Finding My Humanity Through Grief

Allegra Acevedo
3 min readOct 15, 2020

CW: Mention of Suicide

To be human is to grieve, in the strangest ways possible. Every day we wake up one day closer to our inevitable demise. We all know it’s coming. It can’t be avoided. It’s one of the few experiences every person goes through. Rich, poor, smart, dumb — it doesn’t matter. It never matters. Death doesn’t pick favorites. It always seems to come as a shock, despite death being the only thing guaranteed in life.

Death sucks, to put it simply. And I’m not here to tell you it shouldn’t — it should. Four years ago, I lost one of my closest friends to suicide. He was 16. I’d experienced family deaths before that, unlike many of my friends, but none of them hurt like his did. It’s still a hard concept for me to process years later. I blamed myself, blamed him, blamed God, when in reality there is really no one to blame. It would be selfish of me to think that I could’ve been the one to save him. I’m not some magical healer. I can’t fix every problem. Mental illness creeps itself into all our lives, and all too often is so much more powerful than us, no matter how hard we try.

Losing him was pain I wouldn’t wish on my worst enemy. At 16, you should be exploring the world with your friends, plotting the next time you’re going to steal some of your parents’ vodka from the liquor cabinet for the woods party happening next weekend. Time continues to pass, years go by. I’m almost 20. But death is a funny thing, because all he’ll ever get to be is 16.

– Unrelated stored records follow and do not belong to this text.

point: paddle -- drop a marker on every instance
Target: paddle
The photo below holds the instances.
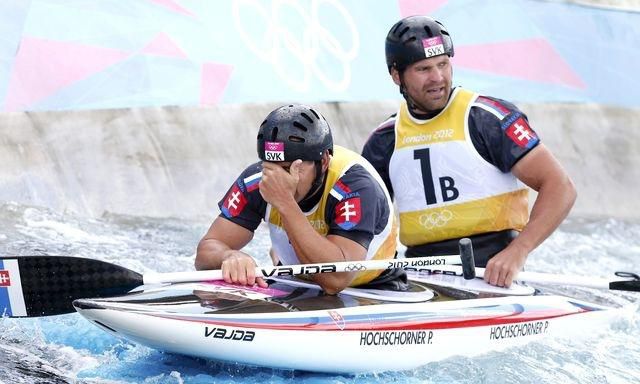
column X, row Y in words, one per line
column 33, row 286
column 631, row 281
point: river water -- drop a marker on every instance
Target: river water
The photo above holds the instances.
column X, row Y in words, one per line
column 68, row 349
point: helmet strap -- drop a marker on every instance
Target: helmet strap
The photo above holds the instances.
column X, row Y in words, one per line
column 315, row 193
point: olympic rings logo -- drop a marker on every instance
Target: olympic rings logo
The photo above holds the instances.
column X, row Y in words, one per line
column 355, row 267
column 278, row 42
column 435, row 219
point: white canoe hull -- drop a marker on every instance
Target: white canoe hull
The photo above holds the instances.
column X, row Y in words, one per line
column 361, row 338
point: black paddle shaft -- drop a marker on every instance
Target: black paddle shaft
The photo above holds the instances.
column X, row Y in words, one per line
column 51, row 283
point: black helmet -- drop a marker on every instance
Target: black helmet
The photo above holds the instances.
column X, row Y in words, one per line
column 415, row 38
column 294, row 132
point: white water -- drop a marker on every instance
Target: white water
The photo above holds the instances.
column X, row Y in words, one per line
column 67, row 349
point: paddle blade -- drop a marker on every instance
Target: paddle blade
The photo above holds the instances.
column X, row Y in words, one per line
column 626, row 285
column 32, row 286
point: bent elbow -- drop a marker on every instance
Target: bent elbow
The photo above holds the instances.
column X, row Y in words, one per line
column 332, row 287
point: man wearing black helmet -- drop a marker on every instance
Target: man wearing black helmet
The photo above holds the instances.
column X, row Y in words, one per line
column 455, row 161
column 322, row 203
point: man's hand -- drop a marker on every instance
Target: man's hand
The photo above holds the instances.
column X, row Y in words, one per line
column 277, row 186
column 239, row 268
column 504, row 267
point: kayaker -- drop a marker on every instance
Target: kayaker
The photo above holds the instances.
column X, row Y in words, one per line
column 456, row 160
column 322, row 203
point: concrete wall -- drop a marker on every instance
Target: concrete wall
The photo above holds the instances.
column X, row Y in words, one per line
column 179, row 161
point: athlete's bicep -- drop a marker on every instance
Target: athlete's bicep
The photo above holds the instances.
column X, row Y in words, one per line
column 351, row 250
column 537, row 167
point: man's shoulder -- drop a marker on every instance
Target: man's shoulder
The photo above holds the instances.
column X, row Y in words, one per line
column 486, row 106
column 386, row 126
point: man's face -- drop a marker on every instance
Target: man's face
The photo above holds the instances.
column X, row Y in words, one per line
column 427, row 82
column 306, row 174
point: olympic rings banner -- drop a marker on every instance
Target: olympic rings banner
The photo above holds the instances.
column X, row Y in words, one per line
column 66, row 55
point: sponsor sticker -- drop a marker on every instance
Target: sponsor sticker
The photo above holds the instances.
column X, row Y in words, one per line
column 5, row 278
column 520, row 133
column 234, row 202
column 252, row 182
column 433, row 46
column 348, row 213
column 337, row 319
column 274, row 151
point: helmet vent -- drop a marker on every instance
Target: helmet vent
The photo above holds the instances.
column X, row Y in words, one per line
column 315, row 113
column 409, row 40
column 404, row 30
column 306, row 117
column 300, row 126
column 296, row 139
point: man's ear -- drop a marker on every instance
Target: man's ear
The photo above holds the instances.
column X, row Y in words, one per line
column 326, row 158
column 395, row 75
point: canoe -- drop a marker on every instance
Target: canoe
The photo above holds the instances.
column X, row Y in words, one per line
column 293, row 325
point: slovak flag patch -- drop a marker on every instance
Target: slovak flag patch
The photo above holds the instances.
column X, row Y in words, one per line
column 5, row 279
column 348, row 213
column 234, row 202
column 520, row 133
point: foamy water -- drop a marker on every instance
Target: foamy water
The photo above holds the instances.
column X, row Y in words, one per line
column 68, row 349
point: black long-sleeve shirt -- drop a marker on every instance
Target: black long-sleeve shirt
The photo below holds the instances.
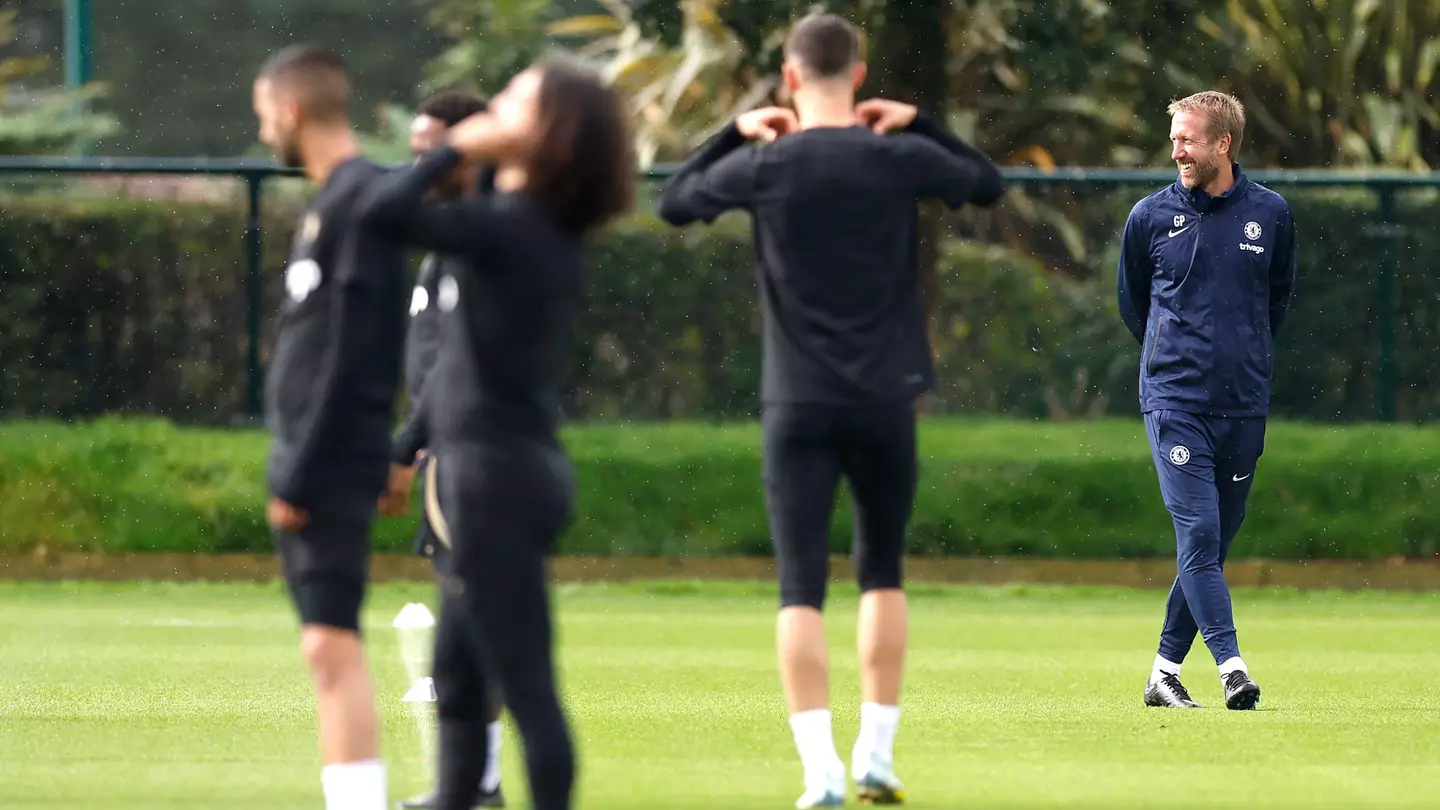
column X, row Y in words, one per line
column 835, row 232
column 331, row 384
column 422, row 343
column 506, row 309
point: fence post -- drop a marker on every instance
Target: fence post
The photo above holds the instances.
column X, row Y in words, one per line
column 255, row 296
column 78, row 54
column 1388, row 234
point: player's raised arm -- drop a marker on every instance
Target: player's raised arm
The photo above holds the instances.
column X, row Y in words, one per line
column 1132, row 283
column 1283, row 268
column 398, row 205
column 722, row 175
column 945, row 166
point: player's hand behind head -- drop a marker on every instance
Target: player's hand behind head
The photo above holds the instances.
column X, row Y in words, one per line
column 884, row 116
column 484, row 139
column 395, row 500
column 768, row 123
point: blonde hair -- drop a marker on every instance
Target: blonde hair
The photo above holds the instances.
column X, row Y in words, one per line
column 1223, row 111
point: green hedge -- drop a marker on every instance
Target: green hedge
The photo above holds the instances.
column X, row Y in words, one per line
column 988, row 487
column 140, row 307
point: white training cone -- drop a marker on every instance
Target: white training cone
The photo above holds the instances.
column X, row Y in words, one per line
column 421, row 692
column 414, row 616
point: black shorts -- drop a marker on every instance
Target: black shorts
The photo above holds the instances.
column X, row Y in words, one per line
column 807, row 450
column 327, row 565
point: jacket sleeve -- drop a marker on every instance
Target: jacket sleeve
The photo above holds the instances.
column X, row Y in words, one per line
column 717, row 177
column 1135, row 273
column 415, row 433
column 1282, row 271
column 396, row 206
column 958, row 173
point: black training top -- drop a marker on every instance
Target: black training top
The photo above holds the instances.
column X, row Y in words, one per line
column 835, row 234
column 422, row 345
column 506, row 309
column 331, row 384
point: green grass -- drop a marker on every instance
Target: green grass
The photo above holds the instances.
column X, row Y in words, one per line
column 177, row 696
column 987, row 487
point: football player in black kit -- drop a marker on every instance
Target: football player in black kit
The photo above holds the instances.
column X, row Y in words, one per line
column 833, row 195
column 563, row 162
column 330, row 398
column 437, row 116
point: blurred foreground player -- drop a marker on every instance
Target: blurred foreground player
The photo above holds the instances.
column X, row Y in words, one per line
column 563, row 166
column 437, row 116
column 1207, row 267
column 330, row 398
column 834, row 203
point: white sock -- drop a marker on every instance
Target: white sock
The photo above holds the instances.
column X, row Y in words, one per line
column 354, row 786
column 1162, row 666
column 1231, row 665
column 877, row 737
column 491, row 779
column 817, row 747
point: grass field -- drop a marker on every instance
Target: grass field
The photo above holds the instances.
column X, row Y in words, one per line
column 169, row 696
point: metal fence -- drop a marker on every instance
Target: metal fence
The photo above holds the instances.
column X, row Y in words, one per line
column 1383, row 225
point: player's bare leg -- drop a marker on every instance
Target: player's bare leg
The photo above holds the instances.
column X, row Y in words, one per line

At the ripe age of 15, I thought I was invincible, as many high schoolers do. I brushed off emotions like they meant nothing. I refused to let a little heartbreak get in my way, thinking that having emotions meant I was weak.

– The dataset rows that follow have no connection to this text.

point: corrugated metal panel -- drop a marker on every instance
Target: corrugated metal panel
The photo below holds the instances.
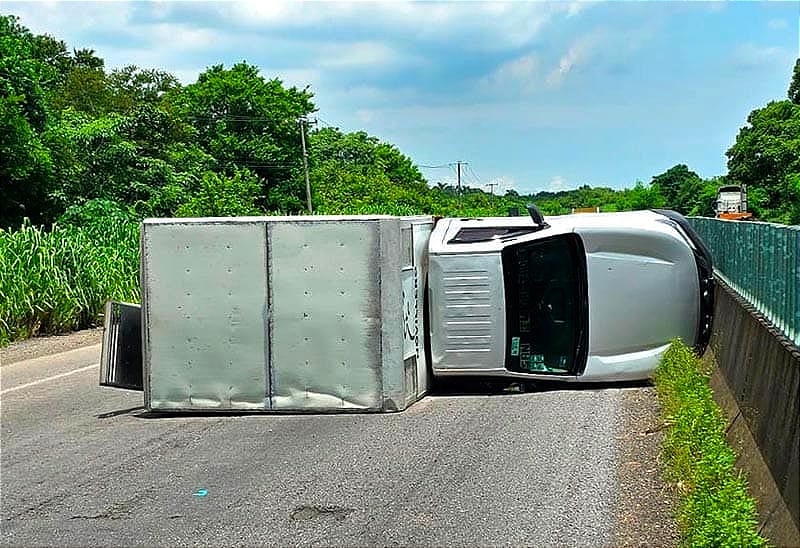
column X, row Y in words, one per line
column 762, row 262
column 421, row 231
column 205, row 305
column 326, row 315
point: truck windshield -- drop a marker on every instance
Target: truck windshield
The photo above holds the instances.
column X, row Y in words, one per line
column 546, row 306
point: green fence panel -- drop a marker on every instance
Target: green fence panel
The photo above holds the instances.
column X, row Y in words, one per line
column 762, row 262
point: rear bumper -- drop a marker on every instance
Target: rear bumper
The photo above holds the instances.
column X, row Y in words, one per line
column 705, row 273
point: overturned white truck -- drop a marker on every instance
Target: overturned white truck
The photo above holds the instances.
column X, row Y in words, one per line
column 357, row 313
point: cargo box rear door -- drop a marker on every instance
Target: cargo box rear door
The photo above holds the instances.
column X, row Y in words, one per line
column 121, row 359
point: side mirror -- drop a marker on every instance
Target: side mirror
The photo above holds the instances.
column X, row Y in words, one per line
column 536, row 215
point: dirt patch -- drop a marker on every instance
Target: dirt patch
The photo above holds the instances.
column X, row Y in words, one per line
column 645, row 502
column 45, row 346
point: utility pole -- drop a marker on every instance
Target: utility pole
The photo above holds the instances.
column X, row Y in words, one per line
column 458, row 165
column 305, row 164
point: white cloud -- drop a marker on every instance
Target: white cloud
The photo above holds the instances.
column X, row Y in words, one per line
column 557, row 183
column 521, row 74
column 489, row 26
column 358, row 54
column 502, row 183
column 750, row 55
column 777, row 24
column 578, row 53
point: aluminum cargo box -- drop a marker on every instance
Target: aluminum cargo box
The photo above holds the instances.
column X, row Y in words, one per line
column 280, row 314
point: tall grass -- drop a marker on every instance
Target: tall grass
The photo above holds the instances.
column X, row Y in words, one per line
column 58, row 280
column 715, row 507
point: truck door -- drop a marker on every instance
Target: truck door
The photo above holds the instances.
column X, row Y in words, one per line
column 121, row 359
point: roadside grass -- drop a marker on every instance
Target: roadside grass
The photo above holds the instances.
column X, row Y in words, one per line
column 57, row 280
column 715, row 508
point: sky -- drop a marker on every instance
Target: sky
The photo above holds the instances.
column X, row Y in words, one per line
column 534, row 96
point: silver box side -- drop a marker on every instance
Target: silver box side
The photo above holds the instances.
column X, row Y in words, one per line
column 205, row 302
column 325, row 314
column 391, row 298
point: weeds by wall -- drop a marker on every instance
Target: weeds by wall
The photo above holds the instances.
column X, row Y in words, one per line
column 715, row 508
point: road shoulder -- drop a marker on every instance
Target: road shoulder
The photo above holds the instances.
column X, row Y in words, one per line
column 45, row 346
column 645, row 501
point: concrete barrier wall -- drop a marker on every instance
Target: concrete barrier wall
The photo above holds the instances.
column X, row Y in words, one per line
column 757, row 383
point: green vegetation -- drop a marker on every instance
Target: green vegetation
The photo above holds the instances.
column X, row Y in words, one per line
column 715, row 508
column 78, row 141
column 59, row 279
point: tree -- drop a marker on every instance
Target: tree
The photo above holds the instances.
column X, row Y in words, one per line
column 132, row 86
column 794, row 86
column 25, row 163
column 766, row 158
column 677, row 185
column 245, row 121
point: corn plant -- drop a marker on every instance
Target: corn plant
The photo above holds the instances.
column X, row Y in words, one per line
column 58, row 280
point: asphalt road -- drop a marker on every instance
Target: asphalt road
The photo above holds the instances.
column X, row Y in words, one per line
column 82, row 465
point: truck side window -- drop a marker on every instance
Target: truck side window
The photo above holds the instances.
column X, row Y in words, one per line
column 546, row 306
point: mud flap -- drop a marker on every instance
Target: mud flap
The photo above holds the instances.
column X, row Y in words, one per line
column 121, row 359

And then the reality check came. It was Martin Luther King, Jr. Day. I was off from school, tired from a busy weekend filled with Sweet Sixteens. I grouchily agreed to stop at CVS with my mom before our shopping endeavors. My phone rang and I picked it up without hesitation, as I normally would when my best friend called. She could barely get a word out. We had just finished midterms, so, in all honesty, my initial thoughts were, “Ah grades must’ve been posted.” But then I heard it. She was saying his name. My heart sank. She didn’t even need to get all the words out; I knew exactly what she was trying to tell me.

The second I understood what she was telling me I started laughing. Uncontrollably. Not because it was funny (it was faaaar from it), but because I had no idea what all these emotions were that I was feeling. I couldn’t place what the feeling of immediate darkness was running through my body. I couldn’t process my heart breaking as she continued sobbing over the phone. I didn’t know what it was. I never let myself feel it before. I felt like I was being tickled from all directions without end. I had deprived myself of my own humanity for so long, emotions felt hilarious.

Every death I hear about brings me back to this exact moment — when I realized that, despite how hard I might’ve tried to avoid it, I was only human. It hurts realizing that you’re really just like everyone else, but that’s the beauty of it all. Death forces you to feel it all, whether you want to or not. My advice is to let it. Refuse to believe it at first. Beg the universe for one last day. Tell God you’ll actually start that essay due next week if He brings them back. Get angry. Throw things. Punch a wall or two. Cry for hours on end. Oversleep your alarm. Lie to your boss and tell him you’re sick just to get a day off. Feel it. Feel it all without regret. Let it make you human. Grief always makes you human.